Dhaka, May 15 (IANS/AKI) Almost 12,000 Rohingya refugees have now been relocated to safer ground as storms continue to lash southern Bangladesh, damaging tarpaulin shelters and raising the risk of landslides, the UN migration agency the International Organisation for Migration said on Tuesday.
"The impact of the recent storms is a worrying indication of what people will face during the cyclone season and at the height of monsoon," said Manuel Pereira, IOM's Emergency Coordinator in the Cox's Bazar area.
With support from partners, IOM has so far has helped 11,791 people to relocate - either because they were at serious risk of landslides and floods - or to allow for emergency access and other crucial infrastructure to be installed ahead of monsoon, the agency said.
Around 3,000 more people have been relocated by other agencies for similar reasons and IOM is racing to help relocate 24,000 people in overcrowded conditions who are at highest risk on the steep sandy slopes of the refugee settlements in Cox's Bazaar.
The latest relocations came as early incident reports revealed that lightning storms and strong winds, which have hit the refugee camps over the past few days, damaged scores of shelters and caused several small landslides, creating even more precarious living conditions for some refugees.
"There is no time to lose in supporting those at risk to move to safer ground. The work being done under the SMEP will help save lives," said, Pereira, referring to the Site Maintenance Engineering Project.
The SMEP, a joint effort between IOM, the UN World Food Programme and UNHCR, is also working at full speed to prepare new land made available by the government to the southwest of the existing camps to allow more people to move to safer ground, IOM said.
The first section of a new site to the southwest of the current camps is now ready to receive shelters and other key services, including water, hygiene and education facilities. The newly prepared land is part of around 40 acres that will be prepared in the coming weeks to accommodate hundreds of families most at risk from floods and landslides, the agency stated.

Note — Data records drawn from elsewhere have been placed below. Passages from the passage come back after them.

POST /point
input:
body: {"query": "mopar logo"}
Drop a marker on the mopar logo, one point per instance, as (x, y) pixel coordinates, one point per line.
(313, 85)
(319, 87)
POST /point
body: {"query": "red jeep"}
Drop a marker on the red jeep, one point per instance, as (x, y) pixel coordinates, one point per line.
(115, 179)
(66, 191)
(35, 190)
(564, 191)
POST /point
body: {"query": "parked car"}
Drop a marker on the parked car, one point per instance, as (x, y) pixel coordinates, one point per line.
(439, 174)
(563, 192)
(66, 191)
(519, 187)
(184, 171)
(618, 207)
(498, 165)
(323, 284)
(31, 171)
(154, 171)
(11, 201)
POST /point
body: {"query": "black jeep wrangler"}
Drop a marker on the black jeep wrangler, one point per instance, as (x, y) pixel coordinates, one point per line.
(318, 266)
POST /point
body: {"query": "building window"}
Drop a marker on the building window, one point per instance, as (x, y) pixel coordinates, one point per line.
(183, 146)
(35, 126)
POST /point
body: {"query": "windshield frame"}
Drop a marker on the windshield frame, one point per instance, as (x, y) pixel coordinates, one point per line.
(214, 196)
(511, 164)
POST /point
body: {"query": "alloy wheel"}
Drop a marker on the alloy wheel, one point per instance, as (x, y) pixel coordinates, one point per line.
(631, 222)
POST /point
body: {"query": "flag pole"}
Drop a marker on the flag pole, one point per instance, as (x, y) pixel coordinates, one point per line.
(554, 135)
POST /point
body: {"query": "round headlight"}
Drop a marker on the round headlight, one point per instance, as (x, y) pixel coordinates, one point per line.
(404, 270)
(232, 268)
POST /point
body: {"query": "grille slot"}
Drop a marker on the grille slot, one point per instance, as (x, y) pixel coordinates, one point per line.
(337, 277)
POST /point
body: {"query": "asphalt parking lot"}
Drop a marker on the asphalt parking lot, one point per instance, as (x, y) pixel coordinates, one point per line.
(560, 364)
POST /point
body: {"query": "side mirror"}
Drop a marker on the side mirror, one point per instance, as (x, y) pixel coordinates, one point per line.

The government of Bangladesh has made 500 acres of new land available to relocate refugees at risk, but due to the topography of the Cox's Bazar area, where much of the land is hilly, major earthworks are needed to prepare the ground, said IOM.
Only a fraction of the newly available land can be made safe for relocation before the monsoon, which will begin in earnest next month, IOM warned.
IOM and its partners are also pre-positioning of key road clearing equipment and emergency provisions, mobile medical services among other measures to help refugees in the coming months, Pereira said.
Almost 700,000 refugees have fled violence in neighbouring Myanmar and arrived in Cox's Bazar since August 2017, according to the UN.